Since I was running late, I hustled off to the
ICU
, checked my assignment at the nurses’ station, and headed straight to my patient’s room. “How was your night, George?”

He leaned back in his swivel chair. “I worked all night to save this guy, even though I’m not sure we’re doing him a favour. But he’s finally coming around. Say, how are your muscles?” He playfully
squeezed my biceps. “This dude’s rambunctious. You may have to call a Code White for the security guards or else snow him with sedation.” Then George dropped down to the more serious story of our patient. A street nurse found him collapsed in an alley, cold, emaciated, and hardly breathing. She brought him in her van to our hospital where he was intubated and ventilated. During the night, he kicked and punched everyone who came near him. He had pneumonia, but the medical notes stated the more dire diagnosis: Failure to Thrive.

The physical causes of failure to thrive, such as poor nutrition and dehydration, are easy to treat, but when failure to thrive is due to a loss of will or lack of hope, that’s a case of pure despair, and what’s the cure for that? I had a feeling that’s what we were dealing with here. In the place of “Name” read “John Doe.” “Home address” was blank. He was an alcoholic, iv drug abuser, and out on bail for assault. He had been attending a methadone clinic but had lapsed back onto heroin, cocaine, and crystal meth use – in short, whatever he could lay his hands on. Then he’d developed an untreated upper respiratory infection that in his debilitated state quickly led to pneumonia and brought him to us in the icu.

I looked into the room. He was sitting up in bed, peering out to see who would be his nurse just as I was peering in to see who would be my patient. I didn’t like what I saw. He was thrashing about and had a nasty look in his bleary eyes. His ribs stuck out as he leaned forward, tugging his hands against the restraints pinning him down. He whipped his head from side to side, as if trying to escape the tube that was sticking straight out of his mouth. He was trying to kick his legs, but they were held down tight. Despite the restraints, he was managing to create quite a commotion. George finished giving me report and stood up to leave.

“Good night,” I said with a fake smile.

“Good luck,” he said with a sympathetic one.

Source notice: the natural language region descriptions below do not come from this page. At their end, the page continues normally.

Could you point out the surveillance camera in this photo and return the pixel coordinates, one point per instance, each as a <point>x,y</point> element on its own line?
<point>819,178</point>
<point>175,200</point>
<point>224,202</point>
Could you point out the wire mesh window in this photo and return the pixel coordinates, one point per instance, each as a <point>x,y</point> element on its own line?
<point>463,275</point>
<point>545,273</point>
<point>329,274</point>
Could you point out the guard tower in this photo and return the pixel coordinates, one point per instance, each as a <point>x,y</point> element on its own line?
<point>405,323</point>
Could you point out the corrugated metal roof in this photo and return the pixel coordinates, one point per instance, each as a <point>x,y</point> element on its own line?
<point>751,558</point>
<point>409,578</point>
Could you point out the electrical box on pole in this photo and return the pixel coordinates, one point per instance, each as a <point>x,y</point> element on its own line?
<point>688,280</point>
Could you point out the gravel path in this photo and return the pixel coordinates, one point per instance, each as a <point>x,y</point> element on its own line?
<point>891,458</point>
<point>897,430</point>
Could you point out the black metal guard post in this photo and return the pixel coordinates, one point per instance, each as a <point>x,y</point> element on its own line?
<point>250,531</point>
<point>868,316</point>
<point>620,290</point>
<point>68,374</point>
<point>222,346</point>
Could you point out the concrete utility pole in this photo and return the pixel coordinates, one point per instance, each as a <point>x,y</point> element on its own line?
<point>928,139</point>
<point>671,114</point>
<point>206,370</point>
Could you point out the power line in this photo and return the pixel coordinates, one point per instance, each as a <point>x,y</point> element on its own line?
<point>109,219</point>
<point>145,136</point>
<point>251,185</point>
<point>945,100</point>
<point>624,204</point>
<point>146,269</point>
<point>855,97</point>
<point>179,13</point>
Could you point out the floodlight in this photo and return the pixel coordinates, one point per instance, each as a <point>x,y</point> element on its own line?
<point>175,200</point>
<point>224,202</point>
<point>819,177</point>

I paused to consider my options. No one would want to switch patients with me and it was far too late to secretly pencil in a different nurse’s name beside this patient. If I had gotten to work earlier, I could have made the change and no one would have been
the wiser. Another more energetic and motivated nurse could deal better with this patient than I. I’ve done my time with difficult patients and the younger ones need this experience, I reasoned. Since I could see on the monitor that his vital signs were stable, I didn’t go to him immediately. I sat outside his room, perusing the chart, and wasting time before I had to go in. Carmel, a nurse I’d worked with occasionally, came by with a guilty look on her face. “Hey, Tilda.” She touched my arm. “I have a confession.” She took up the seat beside me. “I got here early and saw they’d put me with this patient and I made a switch. I put you here instead. Have you noticed how they usually give the dangerous assignments to the black nurses?”

No, I hadn’t noticed, but other nurses have told me this. Perhaps it’s true, but what makes one assignment more unpalatable or difficult, or even more hazardous, than another? Caring for this patient was frightening for me for reasons no one could possibly know. It was my secret. The dangers here weren’t only that this man was filthy, infected, and violent. I felt confident I could capably protect myself from those risks. I was far more susceptible to catching a lethal dose of his despair. I swallowed hard. “Carmel, if you feel you’re being discriminated against, why don’t you say something to the nurse who made up the assignment?”